The project also aims to make data more accessible by developing knowledge bases to share foundational information often absent in scientific literature.

“It’s not written down because the experts already know it,” says Henzler-Wildman. “Knowledge bases will help users figure out which experiment is most appropriate to get the data they need, how likely it is to work for their particular sample, what kind of information they can get out of an NMR experiment, and how that can help solve their problem. Knowledge bases provide translations so we can bring outside users in and make the whole field more accessible.”

The project furthers NMRFAM’s role in pioneering techniques and commissioning state-of-the-art equipment to expand its broad user base.

“NMRFAM has a 37-year history of acquiring cutting-edge instrumentation at UW–Madison and making it available to scientists at all levels of expertise says John Markley, professor emeritus of biochemistry. “The 1.1 GHz NMR spectrometer and associated infrastructure funded by this award will enable NMRFAM to continue that legacy.”

Markley was critical in securing the grant that established NMRFAM in 1986, and served as its director until his retirement in 2020. He also served as head of the Biological Magnetic Resonance Data Bank, now housed at UConn, the lead institution in the NAN grant.

UConn will be responsible for managing data stewardship and developing new technologies for consolidating, organizing, annotating, sharing, and archiving the data.
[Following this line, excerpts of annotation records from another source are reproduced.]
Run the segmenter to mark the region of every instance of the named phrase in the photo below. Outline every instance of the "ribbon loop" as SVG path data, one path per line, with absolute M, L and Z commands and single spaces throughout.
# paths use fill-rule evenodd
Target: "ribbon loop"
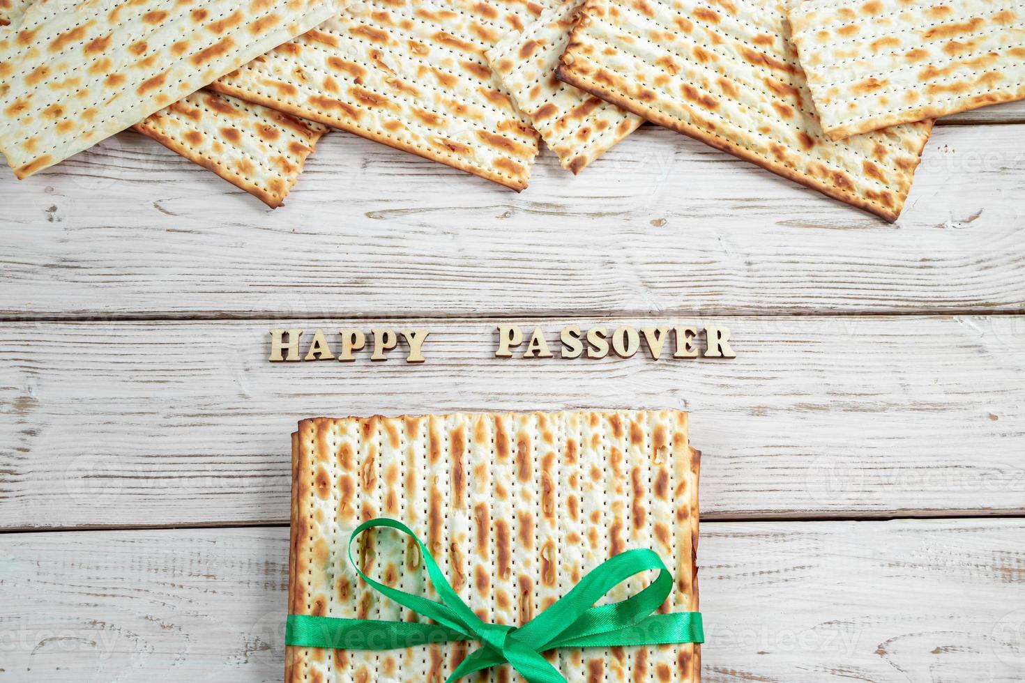
M 353 544 L 363 531 L 375 527 L 395 529 L 416 542 L 441 602 L 385 586 L 363 572 L 353 557 Z M 559 647 L 704 642 L 700 612 L 654 613 L 671 592 L 672 577 L 658 555 L 648 549 L 628 550 L 606 560 L 569 593 L 519 628 L 482 621 L 445 580 L 423 542 L 398 520 L 379 517 L 357 526 L 348 538 L 348 561 L 375 591 L 435 623 L 289 614 L 287 645 L 384 650 L 476 640 L 481 647 L 456 667 L 447 683 L 506 663 L 530 683 L 565 683 L 563 675 L 541 652 Z M 619 602 L 594 606 L 614 587 L 650 570 L 658 573 L 640 592 Z

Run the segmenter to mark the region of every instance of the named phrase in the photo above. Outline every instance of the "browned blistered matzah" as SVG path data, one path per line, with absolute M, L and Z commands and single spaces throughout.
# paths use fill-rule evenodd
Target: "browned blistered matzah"
M 663 609 L 698 609 L 699 458 L 686 413 L 318 418 L 299 423 L 293 444 L 292 613 L 416 618 L 356 581 L 348 566 L 350 532 L 377 516 L 408 524 L 459 596 L 492 623 L 522 624 L 611 555 L 639 547 L 655 550 L 675 573 Z M 368 575 L 437 597 L 411 542 L 389 530 L 367 537 L 358 561 Z M 442 681 L 476 647 L 288 647 L 285 680 Z M 571 681 L 700 676 L 695 644 L 548 656 Z M 506 665 L 478 680 L 514 678 Z
M 488 50 L 488 61 L 563 168 L 579 173 L 644 123 L 556 77 L 583 0 L 568 0 Z
M 174 102 L 134 128 L 272 208 L 284 204 L 306 157 L 328 130 L 208 90 Z
M 537 133 L 492 83 L 485 51 L 540 5 L 354 0 L 213 88 L 521 190 Z
M 337 11 L 334 0 L 33 5 L 0 53 L 0 151 L 32 175 Z
M 31 0 L 0 0 L 0 27 L 17 26 L 30 4 Z
M 586 0 L 559 75 L 891 221 L 933 125 L 829 140 L 773 0 Z
M 1020 0 L 810 0 L 789 7 L 834 140 L 1025 97 Z

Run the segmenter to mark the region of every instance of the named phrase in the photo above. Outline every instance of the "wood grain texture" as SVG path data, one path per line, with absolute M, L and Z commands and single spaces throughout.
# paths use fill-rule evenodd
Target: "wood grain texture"
M 0 178 L 0 315 L 1021 310 L 1023 135 L 938 127 L 894 226 L 652 126 L 519 196 L 330 135 L 273 215 L 124 134 Z
M 6 324 L 0 527 L 285 522 L 300 418 L 573 408 L 691 412 L 709 519 L 1025 513 L 1025 318 L 570 323 L 712 319 L 736 359 L 506 360 L 436 321 L 420 366 L 270 364 L 270 328 L 348 324 Z
M 0 536 L 0 680 L 280 681 L 287 554 L 284 527 Z M 1021 519 L 705 523 L 698 560 L 704 683 L 1025 676 Z

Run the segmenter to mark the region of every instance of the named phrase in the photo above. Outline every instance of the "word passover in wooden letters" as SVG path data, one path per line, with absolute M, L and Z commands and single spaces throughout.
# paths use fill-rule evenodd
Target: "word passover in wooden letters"
M 535 326 L 529 335 L 519 325 L 499 325 L 498 358 L 554 358 L 551 347 L 544 331 Z M 271 330 L 271 362 L 299 360 L 352 361 L 356 354 L 366 349 L 371 360 L 387 360 L 388 352 L 399 346 L 406 347 L 406 362 L 423 362 L 423 342 L 430 334 L 423 329 L 385 330 L 372 329 L 369 334 L 361 330 L 342 328 L 331 341 L 324 330 L 318 329 L 303 345 L 301 329 Z M 735 358 L 730 346 L 730 329 L 722 325 L 707 325 L 703 329 L 691 325 L 674 327 L 641 328 L 630 326 L 616 328 L 594 327 L 581 330 L 579 326 L 567 325 L 559 333 L 561 358 L 604 358 L 614 353 L 621 358 L 629 358 L 642 348 L 653 360 L 672 358 Z M 303 350 L 305 352 L 303 353 Z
Georgia will house the other 1.1 GHz NMR spectrometer, this one dedicated to solution NMR spectroscopy of macromolecules, as well as small molecules for metabolomics and drug screening.

The three partner facilities have a combined 50 years of operational experience, space, infrastructure, and strong institutional support for establishing NAN. Once instrument installation and network connection has been completed, an open call for membership by shared NMR facilities will be issued, further expanding the reach of the project and the technology.

NSF funding comes from the agency’s Mid-scale RI-2 Program, part of the Foundation’s set of “Big Ideas” unveiled in 2016 — ten long-term research and process ideas that identify areas for future investment at the frontiers of science and engineering.